Cell polarity, the process of uneven distribution of macromolecules within the cell, is essential in maintaining cellular architecture and connection. It has been linked with cancer development due to cell polarity dysregulation by protein mislocalisation [1,2]. Scribble, a cell polarity protein, is often mislocalised during cancer progression. Its role as an adaptor protein relies on the four PDZ domains which are essential in protein-protein interaction and each domain has a different binding specificity which enables them to interact with several Scribble binding partners [2,4]. Therefore, it is with great interest to understand how Scribble facilitates its interactions along with the significance of these interactions through a quantitative approach.

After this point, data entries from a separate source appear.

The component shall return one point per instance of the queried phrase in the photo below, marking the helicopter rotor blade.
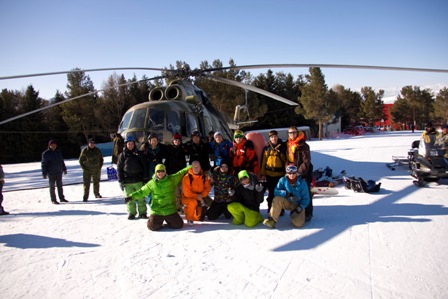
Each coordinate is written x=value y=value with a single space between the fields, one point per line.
x=338 y=66
x=71 y=99
x=86 y=70
x=252 y=88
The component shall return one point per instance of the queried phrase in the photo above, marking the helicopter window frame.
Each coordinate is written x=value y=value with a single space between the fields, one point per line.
x=156 y=119
x=138 y=118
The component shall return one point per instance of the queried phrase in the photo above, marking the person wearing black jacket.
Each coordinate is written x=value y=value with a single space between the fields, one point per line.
x=53 y=167
x=132 y=175
x=199 y=150
x=176 y=161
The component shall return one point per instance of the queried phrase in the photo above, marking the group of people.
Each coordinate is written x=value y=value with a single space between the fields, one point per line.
x=162 y=177
x=172 y=187
x=53 y=167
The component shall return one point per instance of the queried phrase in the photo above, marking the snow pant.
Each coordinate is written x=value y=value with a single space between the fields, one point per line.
x=244 y=215
x=193 y=210
x=216 y=209
x=88 y=176
x=1 y=197
x=271 y=183
x=140 y=202
x=174 y=221
x=279 y=203
x=56 y=179
x=178 y=192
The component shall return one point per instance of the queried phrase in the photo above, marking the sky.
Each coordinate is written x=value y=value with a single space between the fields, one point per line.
x=51 y=35
x=390 y=244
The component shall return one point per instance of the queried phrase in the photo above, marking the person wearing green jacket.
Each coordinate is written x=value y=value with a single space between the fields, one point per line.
x=161 y=189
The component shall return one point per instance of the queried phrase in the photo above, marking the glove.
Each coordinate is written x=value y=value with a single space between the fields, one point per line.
x=296 y=211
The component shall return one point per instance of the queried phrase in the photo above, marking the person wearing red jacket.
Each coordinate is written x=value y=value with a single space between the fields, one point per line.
x=242 y=154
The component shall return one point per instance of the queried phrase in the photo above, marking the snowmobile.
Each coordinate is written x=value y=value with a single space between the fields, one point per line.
x=428 y=161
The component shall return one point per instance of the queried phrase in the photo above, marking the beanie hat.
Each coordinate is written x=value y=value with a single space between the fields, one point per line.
x=153 y=135
x=160 y=167
x=243 y=174
x=238 y=133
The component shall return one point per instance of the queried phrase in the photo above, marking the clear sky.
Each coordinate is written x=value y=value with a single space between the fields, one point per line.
x=45 y=36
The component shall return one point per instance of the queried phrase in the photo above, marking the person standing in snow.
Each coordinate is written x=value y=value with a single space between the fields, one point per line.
x=53 y=167
x=221 y=148
x=222 y=180
x=299 y=154
x=176 y=161
x=131 y=172
x=161 y=188
x=91 y=160
x=291 y=193
x=273 y=164
x=242 y=154
x=2 y=182
x=246 y=197
x=195 y=189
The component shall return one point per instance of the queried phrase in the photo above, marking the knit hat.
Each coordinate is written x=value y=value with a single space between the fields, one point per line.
x=243 y=174
x=238 y=133
x=153 y=135
x=272 y=133
x=160 y=167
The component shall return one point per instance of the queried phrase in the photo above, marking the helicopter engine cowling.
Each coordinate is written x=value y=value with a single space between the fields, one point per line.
x=157 y=94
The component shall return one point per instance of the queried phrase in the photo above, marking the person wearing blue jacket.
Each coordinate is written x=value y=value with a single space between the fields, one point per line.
x=53 y=167
x=291 y=193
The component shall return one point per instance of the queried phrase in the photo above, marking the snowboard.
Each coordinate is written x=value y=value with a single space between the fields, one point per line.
x=324 y=190
x=111 y=173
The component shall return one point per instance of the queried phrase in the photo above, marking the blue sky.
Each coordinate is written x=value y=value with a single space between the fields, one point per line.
x=45 y=36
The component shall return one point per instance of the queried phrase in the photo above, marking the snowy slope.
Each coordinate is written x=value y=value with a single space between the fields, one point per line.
x=391 y=244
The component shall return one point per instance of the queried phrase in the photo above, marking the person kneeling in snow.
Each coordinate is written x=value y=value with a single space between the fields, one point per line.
x=247 y=197
x=162 y=188
x=291 y=193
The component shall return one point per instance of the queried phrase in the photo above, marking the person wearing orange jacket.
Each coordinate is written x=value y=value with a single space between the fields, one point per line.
x=195 y=189
x=298 y=153
x=242 y=154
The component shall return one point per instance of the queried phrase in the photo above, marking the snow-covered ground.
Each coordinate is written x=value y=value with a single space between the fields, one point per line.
x=390 y=244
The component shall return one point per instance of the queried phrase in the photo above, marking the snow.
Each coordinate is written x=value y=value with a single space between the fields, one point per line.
x=389 y=244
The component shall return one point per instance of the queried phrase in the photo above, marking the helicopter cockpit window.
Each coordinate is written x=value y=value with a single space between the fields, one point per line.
x=191 y=123
x=125 y=122
x=172 y=122
x=138 y=120
x=155 y=120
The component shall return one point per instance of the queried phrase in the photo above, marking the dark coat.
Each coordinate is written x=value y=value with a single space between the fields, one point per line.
x=132 y=167
x=176 y=159
x=52 y=162
x=249 y=197
x=199 y=152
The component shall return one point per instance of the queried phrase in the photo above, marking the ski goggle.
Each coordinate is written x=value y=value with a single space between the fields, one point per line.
x=291 y=169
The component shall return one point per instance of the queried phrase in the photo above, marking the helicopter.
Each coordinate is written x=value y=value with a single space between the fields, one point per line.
x=182 y=107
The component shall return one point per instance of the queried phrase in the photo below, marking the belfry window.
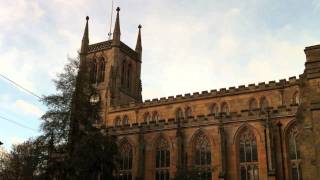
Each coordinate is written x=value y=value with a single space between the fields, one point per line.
x=125 y=120
x=179 y=114
x=296 y=98
x=225 y=108
x=93 y=71
x=125 y=164
x=202 y=156
x=248 y=156
x=214 y=109
x=294 y=154
x=188 y=112
x=264 y=104
x=101 y=70
x=147 y=117
x=162 y=160
x=253 y=104
x=117 y=122
x=155 y=116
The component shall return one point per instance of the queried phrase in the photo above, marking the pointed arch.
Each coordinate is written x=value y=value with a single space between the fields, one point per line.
x=202 y=154
x=293 y=152
x=179 y=113
x=125 y=160
x=242 y=128
x=296 y=98
x=225 y=108
x=253 y=104
x=264 y=104
x=247 y=154
x=162 y=158
x=214 y=109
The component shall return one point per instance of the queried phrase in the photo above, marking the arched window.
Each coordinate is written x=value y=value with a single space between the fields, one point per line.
x=179 y=114
x=248 y=160
x=117 y=121
x=264 y=104
x=129 y=72
x=253 y=104
x=188 y=112
x=225 y=108
x=123 y=72
x=147 y=117
x=125 y=169
x=162 y=160
x=101 y=70
x=294 y=154
x=202 y=156
x=155 y=116
x=125 y=120
x=296 y=98
x=214 y=109
x=93 y=71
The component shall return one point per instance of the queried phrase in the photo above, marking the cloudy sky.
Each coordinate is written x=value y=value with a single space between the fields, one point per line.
x=188 y=46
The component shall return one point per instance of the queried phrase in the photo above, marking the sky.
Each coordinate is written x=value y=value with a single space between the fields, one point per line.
x=188 y=46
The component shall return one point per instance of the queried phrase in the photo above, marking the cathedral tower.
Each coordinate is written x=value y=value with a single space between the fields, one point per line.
x=114 y=68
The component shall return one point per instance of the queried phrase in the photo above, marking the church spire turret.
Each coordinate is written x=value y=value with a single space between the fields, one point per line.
x=85 y=38
x=139 y=44
x=116 y=32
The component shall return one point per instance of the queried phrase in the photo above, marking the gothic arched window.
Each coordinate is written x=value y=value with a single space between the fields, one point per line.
x=248 y=156
x=129 y=75
x=147 y=117
x=155 y=116
x=214 y=109
x=125 y=164
x=225 y=108
x=294 y=154
x=93 y=71
x=202 y=156
x=253 y=104
x=101 y=70
x=117 y=121
x=179 y=113
x=123 y=73
x=264 y=104
x=296 y=98
x=162 y=160
x=125 y=120
x=188 y=112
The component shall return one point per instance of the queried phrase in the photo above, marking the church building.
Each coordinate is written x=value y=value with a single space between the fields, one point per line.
x=268 y=130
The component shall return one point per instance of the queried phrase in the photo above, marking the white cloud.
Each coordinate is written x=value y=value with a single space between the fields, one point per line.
x=29 y=108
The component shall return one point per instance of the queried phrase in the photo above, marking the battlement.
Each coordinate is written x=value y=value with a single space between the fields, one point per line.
x=211 y=119
x=231 y=91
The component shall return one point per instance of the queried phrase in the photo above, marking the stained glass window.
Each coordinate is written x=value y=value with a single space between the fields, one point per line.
x=125 y=164
x=294 y=154
x=162 y=160
x=248 y=156
x=202 y=154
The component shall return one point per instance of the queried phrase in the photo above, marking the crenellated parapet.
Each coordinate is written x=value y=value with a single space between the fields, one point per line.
x=256 y=115
x=231 y=91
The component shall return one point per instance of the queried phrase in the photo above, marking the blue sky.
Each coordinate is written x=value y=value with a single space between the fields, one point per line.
x=188 y=46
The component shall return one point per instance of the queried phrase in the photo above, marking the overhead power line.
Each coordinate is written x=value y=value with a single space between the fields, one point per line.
x=20 y=86
x=18 y=124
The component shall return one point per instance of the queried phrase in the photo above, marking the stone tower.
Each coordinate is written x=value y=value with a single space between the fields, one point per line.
x=114 y=68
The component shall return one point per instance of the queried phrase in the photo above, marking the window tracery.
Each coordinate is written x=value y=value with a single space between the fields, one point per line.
x=125 y=164
x=202 y=156
x=294 y=154
x=248 y=156
x=162 y=160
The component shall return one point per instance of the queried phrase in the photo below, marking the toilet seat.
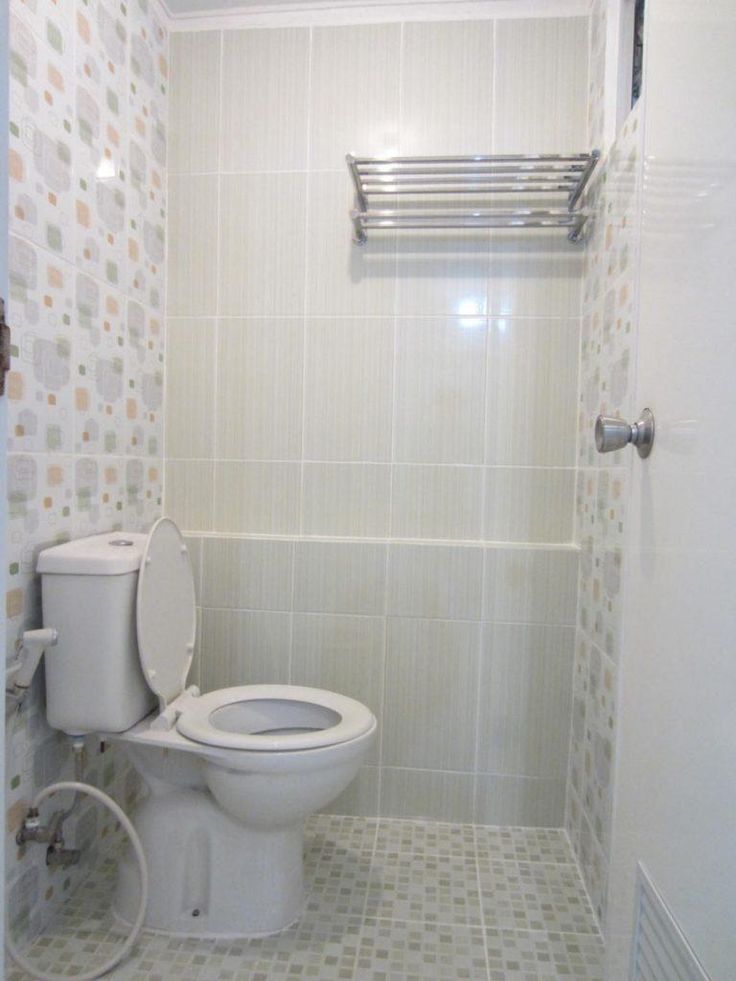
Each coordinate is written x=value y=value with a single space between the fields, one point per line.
x=273 y=718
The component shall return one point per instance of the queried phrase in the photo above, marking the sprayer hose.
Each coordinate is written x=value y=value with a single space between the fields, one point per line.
x=109 y=803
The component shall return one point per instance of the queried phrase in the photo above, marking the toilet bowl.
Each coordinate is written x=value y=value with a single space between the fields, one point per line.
x=231 y=774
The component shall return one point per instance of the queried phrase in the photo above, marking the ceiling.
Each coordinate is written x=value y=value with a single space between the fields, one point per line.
x=351 y=9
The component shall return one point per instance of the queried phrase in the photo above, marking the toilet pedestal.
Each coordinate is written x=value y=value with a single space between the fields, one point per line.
x=208 y=875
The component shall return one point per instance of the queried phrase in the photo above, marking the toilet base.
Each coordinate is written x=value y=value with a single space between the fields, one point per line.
x=210 y=876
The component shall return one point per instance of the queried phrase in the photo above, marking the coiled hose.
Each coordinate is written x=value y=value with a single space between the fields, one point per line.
x=117 y=811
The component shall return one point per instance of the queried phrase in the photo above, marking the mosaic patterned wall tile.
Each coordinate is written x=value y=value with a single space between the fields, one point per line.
x=608 y=356
x=88 y=109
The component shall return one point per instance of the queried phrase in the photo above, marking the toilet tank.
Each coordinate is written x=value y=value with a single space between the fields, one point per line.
x=94 y=680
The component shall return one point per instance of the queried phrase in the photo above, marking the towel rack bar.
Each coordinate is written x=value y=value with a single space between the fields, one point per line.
x=496 y=158
x=412 y=178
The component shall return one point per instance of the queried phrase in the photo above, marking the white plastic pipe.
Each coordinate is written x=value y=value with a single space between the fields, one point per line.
x=122 y=817
x=35 y=643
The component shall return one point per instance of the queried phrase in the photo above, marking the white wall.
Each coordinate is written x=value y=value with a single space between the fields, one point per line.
x=676 y=774
x=375 y=446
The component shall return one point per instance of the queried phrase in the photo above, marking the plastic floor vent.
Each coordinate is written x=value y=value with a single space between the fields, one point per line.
x=660 y=950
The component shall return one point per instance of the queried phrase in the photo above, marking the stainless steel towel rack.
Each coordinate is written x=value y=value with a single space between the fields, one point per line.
x=453 y=178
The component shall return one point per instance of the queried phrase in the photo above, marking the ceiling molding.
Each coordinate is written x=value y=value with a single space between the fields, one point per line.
x=298 y=13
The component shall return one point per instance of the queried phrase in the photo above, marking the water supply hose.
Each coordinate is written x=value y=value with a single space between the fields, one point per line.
x=122 y=817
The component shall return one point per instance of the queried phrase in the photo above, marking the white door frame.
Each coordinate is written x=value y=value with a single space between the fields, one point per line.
x=4 y=215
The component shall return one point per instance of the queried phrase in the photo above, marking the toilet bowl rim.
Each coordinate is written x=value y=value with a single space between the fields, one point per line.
x=196 y=719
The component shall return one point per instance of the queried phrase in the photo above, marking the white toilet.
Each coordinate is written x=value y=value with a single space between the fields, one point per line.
x=232 y=774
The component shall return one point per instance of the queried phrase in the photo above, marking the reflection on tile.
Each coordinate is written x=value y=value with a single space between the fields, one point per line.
x=525 y=585
x=524 y=504
x=243 y=647
x=441 y=273
x=257 y=498
x=437 y=502
x=193 y=110
x=534 y=273
x=259 y=389
x=447 y=87
x=243 y=574
x=530 y=404
x=262 y=230
x=192 y=233
x=189 y=374
x=541 y=95
x=440 y=379
x=350 y=499
x=431 y=680
x=524 y=725
x=264 y=106
x=339 y=577
x=435 y=581
x=355 y=93
x=348 y=378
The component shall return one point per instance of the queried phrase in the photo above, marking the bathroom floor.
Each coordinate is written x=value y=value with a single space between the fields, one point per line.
x=387 y=900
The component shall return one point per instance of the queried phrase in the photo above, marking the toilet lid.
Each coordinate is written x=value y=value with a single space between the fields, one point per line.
x=165 y=612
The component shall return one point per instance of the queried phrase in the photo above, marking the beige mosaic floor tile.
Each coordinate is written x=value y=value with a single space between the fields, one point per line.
x=387 y=901
x=426 y=837
x=524 y=844
x=394 y=951
x=424 y=888
x=535 y=896
x=515 y=955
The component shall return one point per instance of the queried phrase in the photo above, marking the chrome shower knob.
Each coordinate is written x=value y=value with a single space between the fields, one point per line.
x=613 y=434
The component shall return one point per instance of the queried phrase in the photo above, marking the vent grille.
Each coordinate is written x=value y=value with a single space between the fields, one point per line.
x=660 y=950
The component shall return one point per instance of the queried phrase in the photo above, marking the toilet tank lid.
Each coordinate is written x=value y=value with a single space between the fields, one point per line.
x=111 y=554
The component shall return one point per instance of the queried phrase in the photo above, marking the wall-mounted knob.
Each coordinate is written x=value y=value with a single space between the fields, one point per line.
x=613 y=434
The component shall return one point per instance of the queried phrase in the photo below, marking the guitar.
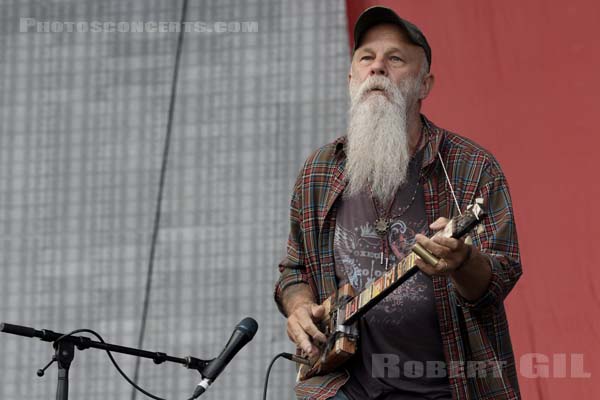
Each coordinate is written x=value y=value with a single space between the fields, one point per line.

Previous studies demonstrated that Scribble has interactions with the planar cell polarity protein Vangl2, utilizing Scribble PDZ2 and PDZ3 [3]. Affinity measurements using isothermal titration calorimetry in this study however, demonstrated that all PDZ domains except PDZ4 has shown interaction with the binding partners with affinities in the micromolar range. To understand the structural basis of Scribble PDZ domain interactions with Vangl2, the interacting complexes were crystallized, and structures of individual PDZ domains with Vangl2 C-terminal peptide were determined. By comparing the PDZ-Vangl2 complex structures with Scribble PDZ domain structures from previous studies [5.6], the mode of binding, as well as the PDZ domain residues involved in binding, are conserved despite the difference in binding partners and organisms where the Scribble PDZ domains derive from.
These findings will serve as a platform to understand the role of Scribble PDZ domains in cell polarity regulation at the atomic level, and inform future mutagenesis experiments to delineate how individual Scribble PDZ domains contribute to these interactions.